Die Kleine Anfrage von Hanka Kliese als PDF zum Download.Und die Kommentare aus den Fraktionen von Linken und SPD im Leipziger Stadtrat dazu:

Juliane Nagel (Linksfraktion): “Die Kritik der CDU-Politiker läuft fehl. Verantwortung für die Erstaufnahmeeinrichtung – sowohl in Sachen Bau als auch in Sachen Informationspolitik – trägt das Land, das bekanntermaßen (noch) von der CDU regiert wird. Genau in diese Richtung müssen die beiden ihre Kritik formulieren, anstatt mit dem Zeigefinger auf die Stadt Leipzig zu zeigen.

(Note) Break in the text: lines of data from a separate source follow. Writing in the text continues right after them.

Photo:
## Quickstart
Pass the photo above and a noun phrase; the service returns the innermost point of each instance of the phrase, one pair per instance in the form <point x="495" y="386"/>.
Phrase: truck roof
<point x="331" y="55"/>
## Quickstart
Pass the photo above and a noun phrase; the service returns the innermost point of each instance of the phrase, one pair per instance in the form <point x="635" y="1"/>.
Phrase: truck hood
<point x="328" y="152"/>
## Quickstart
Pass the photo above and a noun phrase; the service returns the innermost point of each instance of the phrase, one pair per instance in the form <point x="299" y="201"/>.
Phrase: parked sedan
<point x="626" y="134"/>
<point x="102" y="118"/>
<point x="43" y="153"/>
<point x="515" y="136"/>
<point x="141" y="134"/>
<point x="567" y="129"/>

Vor einer Woche hatte der Sächsische Ministerpräsident Stanislaw Tillich in den Medien verlautbart, dass bereits im kommenden Jahr erste Asylsuchende in Containern auf dem Gelände in der Max-Liebermann-Straße untergebracht werden sollen. Rost und Rothkegel täten gut daran, diese Form der Informationspolitik sowie die Form der Unterbringung zu kritisieren.

Auch die Fraktion Die Linke wird in der September-Stadtratssitzung eine Anfrage zur Erstaufnahmeeinrichtung an den Oberbürgermeister richten. Darin wird es um die Informationspolitik des Freistaates in Richtung der Stadt sowie um menschenwürdige Lebensbedingungen in der geplanten Einrichtung gehen.”

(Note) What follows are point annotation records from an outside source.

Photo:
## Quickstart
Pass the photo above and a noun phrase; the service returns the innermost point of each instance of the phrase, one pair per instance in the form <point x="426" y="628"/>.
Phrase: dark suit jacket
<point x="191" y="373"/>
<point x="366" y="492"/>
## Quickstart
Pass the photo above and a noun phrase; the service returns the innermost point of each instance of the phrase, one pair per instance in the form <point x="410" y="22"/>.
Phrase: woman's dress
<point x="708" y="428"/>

Christopher Zenker (SPD): “Natürlich hat die Stadt Leipzig die Staatsregierung bei der Standortsuche und der Umsetzung dieser Flüchtlingsunterkunft unterstützt und wird dies sicher auch weiterhin tun, schließlich geht es darum, den Flüchtlingen eine menschenwürdige Unterbringung zu ermöglichen”, so Zenker. “Allerdings handelt es sich hier eben um ein Projekt der Landesregierung, weshalb auch ihr die Informationspolitik obliegt. Die Herren Rost und Rothkegel täten also gut daran, ihre Parteifreunde in Dresden zu befragen.”

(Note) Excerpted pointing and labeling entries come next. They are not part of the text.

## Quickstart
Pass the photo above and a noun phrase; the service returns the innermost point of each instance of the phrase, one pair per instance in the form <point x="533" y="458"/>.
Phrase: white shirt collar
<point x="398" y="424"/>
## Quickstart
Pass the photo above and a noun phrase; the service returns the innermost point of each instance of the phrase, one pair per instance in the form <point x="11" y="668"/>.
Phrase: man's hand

Er verweist allerdings auch auf die zeitgemäße und menschenwürdige Unterbringungsstrategie der Stadt Leipzig, die vor allem auf kleine Flüchtlingsunterkünfte, eine dezentrale Unterbringung im eigenen Wohnraum und eine gute soziale Betreuung setzt: “Hier hinkt der Freistaat doch sehr hinterher und die Landesregierung könnte durchaus von den Erfahrungen der Stadt Leipzig in diesem Bereich profitieren, um die Unterbringung von Flüchtlingen besser zu regeln und für die Kommunen kostendeckend zu finanzieren.”